Book Awards: Contract Obligations, CIA Connections, and more

By Carmen Comment

It really does seem like every other day there’s a new award announcement that goes out to the press, and almost as frequent is the backlash. V S Naipaul (paraphrased by Nilanjana Roy) once said that the Booker was “destroying literature” by looking for good, commercial books that died very quickly, while France’s Prix Goncourt rewarded “antiquated” books. Then there’s Gore Vidal, who pointed out that there are now more American book awards than writers. And Peter Whittle at the Times of London belives that “it can’t be a coincidence that [awards] have become so dominant during an era that has seen an odd alliance between the populism of the marketplace and the effects of cultural relativism.” But a couple of recent developments truly underscore how awards are less about the books and more about the behind-the-scenes machinations.

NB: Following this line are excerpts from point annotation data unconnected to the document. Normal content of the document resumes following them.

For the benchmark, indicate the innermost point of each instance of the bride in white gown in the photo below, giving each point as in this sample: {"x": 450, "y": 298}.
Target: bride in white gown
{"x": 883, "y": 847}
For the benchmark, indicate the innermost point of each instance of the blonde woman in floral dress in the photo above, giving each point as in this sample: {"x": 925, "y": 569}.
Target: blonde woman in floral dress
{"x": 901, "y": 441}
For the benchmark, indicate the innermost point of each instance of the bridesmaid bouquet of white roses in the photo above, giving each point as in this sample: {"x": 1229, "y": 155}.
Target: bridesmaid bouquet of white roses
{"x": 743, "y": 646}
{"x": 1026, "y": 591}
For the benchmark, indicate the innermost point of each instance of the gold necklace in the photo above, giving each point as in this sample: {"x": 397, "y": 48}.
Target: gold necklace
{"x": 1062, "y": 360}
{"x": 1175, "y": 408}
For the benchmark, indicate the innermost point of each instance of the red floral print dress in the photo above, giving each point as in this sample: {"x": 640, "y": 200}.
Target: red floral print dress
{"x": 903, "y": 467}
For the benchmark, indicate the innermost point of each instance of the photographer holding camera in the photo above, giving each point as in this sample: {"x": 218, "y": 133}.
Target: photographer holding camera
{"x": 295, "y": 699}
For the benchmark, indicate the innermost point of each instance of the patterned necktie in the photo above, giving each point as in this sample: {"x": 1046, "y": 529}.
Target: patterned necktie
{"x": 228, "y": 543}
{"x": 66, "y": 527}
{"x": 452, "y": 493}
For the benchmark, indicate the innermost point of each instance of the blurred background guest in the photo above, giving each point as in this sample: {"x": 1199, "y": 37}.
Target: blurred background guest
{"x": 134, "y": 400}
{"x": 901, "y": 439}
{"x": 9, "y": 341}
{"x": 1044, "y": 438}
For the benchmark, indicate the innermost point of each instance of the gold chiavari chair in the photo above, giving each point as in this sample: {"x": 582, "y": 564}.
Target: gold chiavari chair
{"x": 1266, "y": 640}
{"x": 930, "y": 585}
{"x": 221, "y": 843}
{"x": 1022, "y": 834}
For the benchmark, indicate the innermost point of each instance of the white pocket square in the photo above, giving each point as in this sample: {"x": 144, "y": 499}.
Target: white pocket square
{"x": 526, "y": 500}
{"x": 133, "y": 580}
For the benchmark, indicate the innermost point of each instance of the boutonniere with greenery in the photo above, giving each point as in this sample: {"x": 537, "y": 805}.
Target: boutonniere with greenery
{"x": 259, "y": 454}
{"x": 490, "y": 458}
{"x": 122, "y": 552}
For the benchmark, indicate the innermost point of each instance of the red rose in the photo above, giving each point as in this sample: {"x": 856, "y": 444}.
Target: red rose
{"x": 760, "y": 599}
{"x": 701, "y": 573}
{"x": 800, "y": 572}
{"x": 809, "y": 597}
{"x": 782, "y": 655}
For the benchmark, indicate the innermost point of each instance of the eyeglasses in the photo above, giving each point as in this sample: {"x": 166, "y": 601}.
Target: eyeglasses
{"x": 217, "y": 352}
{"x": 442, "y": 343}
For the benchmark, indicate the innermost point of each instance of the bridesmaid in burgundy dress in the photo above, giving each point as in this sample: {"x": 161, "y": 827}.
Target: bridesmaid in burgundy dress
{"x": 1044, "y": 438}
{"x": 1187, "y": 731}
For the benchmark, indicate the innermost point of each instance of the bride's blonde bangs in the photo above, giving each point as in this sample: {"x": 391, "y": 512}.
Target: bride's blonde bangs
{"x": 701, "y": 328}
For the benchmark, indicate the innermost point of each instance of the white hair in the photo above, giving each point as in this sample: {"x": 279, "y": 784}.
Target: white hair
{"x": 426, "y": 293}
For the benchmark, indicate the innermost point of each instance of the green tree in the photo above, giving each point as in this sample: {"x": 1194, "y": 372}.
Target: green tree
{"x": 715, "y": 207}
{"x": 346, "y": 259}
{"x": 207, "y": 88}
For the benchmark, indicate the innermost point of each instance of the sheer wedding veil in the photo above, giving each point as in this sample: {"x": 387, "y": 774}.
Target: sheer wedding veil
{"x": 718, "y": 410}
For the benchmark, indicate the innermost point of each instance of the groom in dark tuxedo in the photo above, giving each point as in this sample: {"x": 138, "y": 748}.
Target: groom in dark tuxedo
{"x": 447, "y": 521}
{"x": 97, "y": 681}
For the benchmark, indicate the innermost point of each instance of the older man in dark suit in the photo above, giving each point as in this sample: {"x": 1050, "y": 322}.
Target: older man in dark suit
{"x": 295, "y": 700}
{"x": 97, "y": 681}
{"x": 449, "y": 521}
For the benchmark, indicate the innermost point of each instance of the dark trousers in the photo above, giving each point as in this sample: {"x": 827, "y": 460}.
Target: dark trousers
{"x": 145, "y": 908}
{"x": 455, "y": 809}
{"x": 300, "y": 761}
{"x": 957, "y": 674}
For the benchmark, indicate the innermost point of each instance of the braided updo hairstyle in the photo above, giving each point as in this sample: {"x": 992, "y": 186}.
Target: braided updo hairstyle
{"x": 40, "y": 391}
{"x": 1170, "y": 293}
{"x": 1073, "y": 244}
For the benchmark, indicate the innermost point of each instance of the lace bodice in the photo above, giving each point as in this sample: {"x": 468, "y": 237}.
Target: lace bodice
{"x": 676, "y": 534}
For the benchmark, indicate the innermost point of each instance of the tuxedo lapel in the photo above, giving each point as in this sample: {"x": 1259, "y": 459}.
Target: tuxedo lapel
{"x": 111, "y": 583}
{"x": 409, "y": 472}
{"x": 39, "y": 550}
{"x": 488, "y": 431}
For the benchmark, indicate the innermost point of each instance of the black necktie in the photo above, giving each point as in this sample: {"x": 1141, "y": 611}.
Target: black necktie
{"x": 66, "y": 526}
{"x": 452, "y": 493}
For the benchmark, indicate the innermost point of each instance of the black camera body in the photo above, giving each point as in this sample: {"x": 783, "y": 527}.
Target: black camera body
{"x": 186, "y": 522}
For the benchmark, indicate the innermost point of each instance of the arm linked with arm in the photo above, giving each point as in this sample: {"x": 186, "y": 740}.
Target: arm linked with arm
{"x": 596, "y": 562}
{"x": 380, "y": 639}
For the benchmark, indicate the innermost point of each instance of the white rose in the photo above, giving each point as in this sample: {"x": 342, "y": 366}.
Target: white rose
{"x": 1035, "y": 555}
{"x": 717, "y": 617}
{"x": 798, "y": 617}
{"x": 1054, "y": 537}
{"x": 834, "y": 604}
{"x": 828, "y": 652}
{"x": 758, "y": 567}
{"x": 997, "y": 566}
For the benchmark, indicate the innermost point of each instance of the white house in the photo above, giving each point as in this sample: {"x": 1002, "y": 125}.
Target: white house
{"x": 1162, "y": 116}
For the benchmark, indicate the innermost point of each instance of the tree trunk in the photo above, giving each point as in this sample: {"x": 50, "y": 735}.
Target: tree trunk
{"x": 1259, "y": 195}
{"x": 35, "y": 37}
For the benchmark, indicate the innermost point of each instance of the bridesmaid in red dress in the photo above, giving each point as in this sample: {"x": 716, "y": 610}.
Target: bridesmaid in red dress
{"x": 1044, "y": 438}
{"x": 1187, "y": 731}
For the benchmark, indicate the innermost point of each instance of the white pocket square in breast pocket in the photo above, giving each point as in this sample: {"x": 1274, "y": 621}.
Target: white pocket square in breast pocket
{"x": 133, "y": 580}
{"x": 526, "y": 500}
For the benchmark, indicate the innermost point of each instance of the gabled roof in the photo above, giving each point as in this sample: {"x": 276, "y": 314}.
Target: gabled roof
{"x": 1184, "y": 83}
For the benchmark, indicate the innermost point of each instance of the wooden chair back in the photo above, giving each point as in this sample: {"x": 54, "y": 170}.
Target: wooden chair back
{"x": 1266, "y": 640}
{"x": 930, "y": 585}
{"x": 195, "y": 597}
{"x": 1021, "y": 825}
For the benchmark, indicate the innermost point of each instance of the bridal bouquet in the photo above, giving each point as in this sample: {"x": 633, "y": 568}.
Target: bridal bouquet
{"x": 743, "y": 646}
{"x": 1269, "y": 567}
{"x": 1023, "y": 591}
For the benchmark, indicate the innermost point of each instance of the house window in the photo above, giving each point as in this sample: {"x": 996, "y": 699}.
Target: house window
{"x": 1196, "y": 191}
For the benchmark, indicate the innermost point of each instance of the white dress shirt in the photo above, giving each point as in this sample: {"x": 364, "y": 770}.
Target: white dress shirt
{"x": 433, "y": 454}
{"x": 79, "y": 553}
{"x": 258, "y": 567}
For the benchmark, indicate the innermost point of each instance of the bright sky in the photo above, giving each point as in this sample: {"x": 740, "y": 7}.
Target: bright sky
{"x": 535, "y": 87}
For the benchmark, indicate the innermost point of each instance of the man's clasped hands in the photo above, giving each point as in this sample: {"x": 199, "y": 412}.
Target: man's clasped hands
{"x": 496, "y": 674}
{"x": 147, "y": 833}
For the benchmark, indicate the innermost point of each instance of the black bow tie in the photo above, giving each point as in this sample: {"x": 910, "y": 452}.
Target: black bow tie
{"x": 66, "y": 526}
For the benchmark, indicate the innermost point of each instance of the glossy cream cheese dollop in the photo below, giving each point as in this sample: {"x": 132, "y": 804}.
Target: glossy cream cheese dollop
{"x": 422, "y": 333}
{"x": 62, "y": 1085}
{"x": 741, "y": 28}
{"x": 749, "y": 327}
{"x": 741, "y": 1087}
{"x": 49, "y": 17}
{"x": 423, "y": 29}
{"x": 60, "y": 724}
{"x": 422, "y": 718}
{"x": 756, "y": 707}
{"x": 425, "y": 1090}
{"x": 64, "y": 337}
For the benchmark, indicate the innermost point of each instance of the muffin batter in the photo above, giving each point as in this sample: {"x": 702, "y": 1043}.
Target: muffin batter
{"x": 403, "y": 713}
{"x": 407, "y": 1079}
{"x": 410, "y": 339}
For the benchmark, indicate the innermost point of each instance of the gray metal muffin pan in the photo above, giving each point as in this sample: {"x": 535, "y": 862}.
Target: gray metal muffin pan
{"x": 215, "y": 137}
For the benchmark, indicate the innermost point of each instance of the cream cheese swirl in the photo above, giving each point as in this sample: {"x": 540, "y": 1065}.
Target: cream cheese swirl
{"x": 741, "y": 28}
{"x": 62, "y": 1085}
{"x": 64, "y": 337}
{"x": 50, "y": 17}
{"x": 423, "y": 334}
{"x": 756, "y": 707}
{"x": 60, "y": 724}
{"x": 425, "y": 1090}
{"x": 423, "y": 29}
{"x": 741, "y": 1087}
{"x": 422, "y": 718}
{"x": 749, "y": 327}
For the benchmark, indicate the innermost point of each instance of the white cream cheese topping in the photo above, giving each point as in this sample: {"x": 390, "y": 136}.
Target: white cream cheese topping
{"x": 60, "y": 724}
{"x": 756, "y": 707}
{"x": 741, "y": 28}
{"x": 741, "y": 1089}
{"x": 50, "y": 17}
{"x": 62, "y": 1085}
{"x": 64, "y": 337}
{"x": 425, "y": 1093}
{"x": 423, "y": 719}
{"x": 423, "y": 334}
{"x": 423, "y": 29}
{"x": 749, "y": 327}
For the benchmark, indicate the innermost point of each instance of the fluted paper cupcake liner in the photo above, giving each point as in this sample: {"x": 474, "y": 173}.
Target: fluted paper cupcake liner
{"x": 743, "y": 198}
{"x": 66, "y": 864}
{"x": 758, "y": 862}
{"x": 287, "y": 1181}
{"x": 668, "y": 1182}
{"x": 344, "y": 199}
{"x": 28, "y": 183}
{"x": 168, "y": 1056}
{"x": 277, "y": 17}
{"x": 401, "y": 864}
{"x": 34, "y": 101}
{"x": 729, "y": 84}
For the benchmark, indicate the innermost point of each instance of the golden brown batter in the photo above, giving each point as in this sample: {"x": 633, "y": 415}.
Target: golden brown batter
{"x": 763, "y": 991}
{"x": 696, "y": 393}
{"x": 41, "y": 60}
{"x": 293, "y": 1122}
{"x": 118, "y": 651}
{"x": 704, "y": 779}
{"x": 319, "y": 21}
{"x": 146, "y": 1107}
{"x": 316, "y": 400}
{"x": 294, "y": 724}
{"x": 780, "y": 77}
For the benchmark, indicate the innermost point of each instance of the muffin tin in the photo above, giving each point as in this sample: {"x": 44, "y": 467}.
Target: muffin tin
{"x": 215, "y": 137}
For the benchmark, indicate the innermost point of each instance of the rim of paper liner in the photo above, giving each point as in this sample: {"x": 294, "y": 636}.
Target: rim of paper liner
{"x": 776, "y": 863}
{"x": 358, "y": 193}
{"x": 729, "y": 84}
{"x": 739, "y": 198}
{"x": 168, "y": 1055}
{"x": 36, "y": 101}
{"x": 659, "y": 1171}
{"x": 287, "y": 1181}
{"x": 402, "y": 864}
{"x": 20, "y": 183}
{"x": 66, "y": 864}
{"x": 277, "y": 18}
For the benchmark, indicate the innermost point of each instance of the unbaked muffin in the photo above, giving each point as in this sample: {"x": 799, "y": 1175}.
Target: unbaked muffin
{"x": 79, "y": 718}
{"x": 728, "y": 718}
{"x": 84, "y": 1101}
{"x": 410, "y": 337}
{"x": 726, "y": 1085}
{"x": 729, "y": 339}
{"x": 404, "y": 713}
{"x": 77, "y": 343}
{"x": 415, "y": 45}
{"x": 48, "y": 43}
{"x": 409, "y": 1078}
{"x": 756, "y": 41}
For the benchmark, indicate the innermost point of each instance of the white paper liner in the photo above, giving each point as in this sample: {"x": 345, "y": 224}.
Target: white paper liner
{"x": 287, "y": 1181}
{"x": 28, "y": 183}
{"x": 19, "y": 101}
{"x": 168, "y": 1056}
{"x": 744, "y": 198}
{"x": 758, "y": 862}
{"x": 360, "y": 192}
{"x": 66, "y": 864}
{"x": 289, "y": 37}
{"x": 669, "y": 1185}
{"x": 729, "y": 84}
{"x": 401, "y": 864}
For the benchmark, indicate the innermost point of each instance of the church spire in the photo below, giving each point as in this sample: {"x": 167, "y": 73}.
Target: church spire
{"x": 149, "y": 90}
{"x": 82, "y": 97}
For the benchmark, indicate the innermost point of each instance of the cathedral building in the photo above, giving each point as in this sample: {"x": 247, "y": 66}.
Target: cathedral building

Earlier this week, the Sunday Times reported that Boris Pasternak‘s Nobel Prize win for DOCTOR ZHIVAGO owed much to the CIA and British intelligence, who secretly facilitated the accolade to embarrass the Kremlin, which had banned the novel. “I have no doubt whatsoever that the CIA played a key role in ensuring Pasternak received the Nobel prize,” said Ivan Tolstoy, a respected Moscow researcher who wrote a book about the the matter, which includes excerpts from a letter by a former CIA agent describing the operation that followed.

And then there’s Lemn Sissay, a recent judge for the John Llewellyn Rhys Prize, who was shocked to find out that apparently, agents can collude with publishers to guarantee, through publishing deals, that certain authors are put forward for specific prizes based on contractual obligations. “I heard of this practice, especially when we administered the Booker prize,” said Tarryn McKay at the charity Booktrust, which now runs the Orange prize. “But I don’t know too much about it personally.” Francis Bickmore, an editor at the independent publisher Canongate Books, was more forthcoming. “It’s standard for the big hitters and big prizes,” he says. “Yann Martel, who wrote LIFE OF PI, might not have been put forward if he’d been with a big publisher that already had writers who had to be put forward for the Booker.” Blame the Booker prize rules, which only allow publishers to submit two works – any others have to be called in through other channels.